Ara mencoba menghubungi nomor telepon adiknya, namun nomor itu tidak aktif. Dia menjadi semakin cemas, tidak biasanya sang adik menonaktifkan ponselnya.
***
Di tempat lain, seorang gadis tengah berada di sebuah kamar hotel yang megah. Gadis itu adalah Berry, adik Ara. Dia kini berada di hadapan seorang ibu-ibu berbadan gempal dengan make up tebal yang memiliki lima orang pengawal.

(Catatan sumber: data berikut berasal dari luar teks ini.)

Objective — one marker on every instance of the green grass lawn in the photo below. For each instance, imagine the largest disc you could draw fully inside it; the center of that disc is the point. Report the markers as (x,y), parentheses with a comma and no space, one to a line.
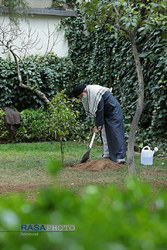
(23,168)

“Mana perempuan yang kamu janjikan, Berry? Jangan macam-macam dengan saya!” Seorang wanita paruh baya itu mencekik Berry. Kemarahan tercetak jelas di wajahnya.
“Be-beri saya ke-sem-patan lagi, Mami, s-sa-aya harus menelepon seseorang, dia pasti akan datang.” Berry terus memohon, tangannya memegangi tangan wanita itu dengan gemetar karena dia mulai kesulitan bernapas.
Wanita itu langsung melepaskan tangannya dari Berry. Berry buru-buru mengambil napas banyak-banyak, lalu tanpa membuang waktu dia langsung menyalakan ponselnya dan menghubungi seseorang.
“Bapak! Bagaimana? Di mana Kak Ara? Kenapa belum datang juga?” tanya gadis itu yang setelah panggilan dijawab.
“Dia sudah berangkat sejak tadi, Nak. Tunggu saj-…”
Berry buru-buru mematikan panggilan, sebuah panggilan masuk ke dalam ponselnya, matanya tertuju pada satu nama yang sedang dia tunggu, ‘Kak Ara’. Mata gadis itu menatap ponsel, lalu beralih ke wanita paruh baya itu. Wanita itu meminta Berry untuk memperbesar suara agar percakapan dengan orang di seberang sana terdengar.
Dengan penuh rasa takut, gadis itu mengangkat ponsel itu dan memperbesar suara.
“Halo, Dek, kamu di mana?! Bapak minta kakak buat cari kamu-…” kata seseorang di seberang sana.
“Tolong aku, Kak! Kakak di mana?”
“Kakak ada di depan pintu Kamar 101 Hotel Permata. Ka-”
Gadis itu menatap wanita paruh baya itu, matanya seakan menunjukkan, ‘aku tidak bohong kan?’ lalu dia kembali menatap ponselnya. Wanita paruh baya itu langsung membisikkan sesuatu kepada anak buahnya.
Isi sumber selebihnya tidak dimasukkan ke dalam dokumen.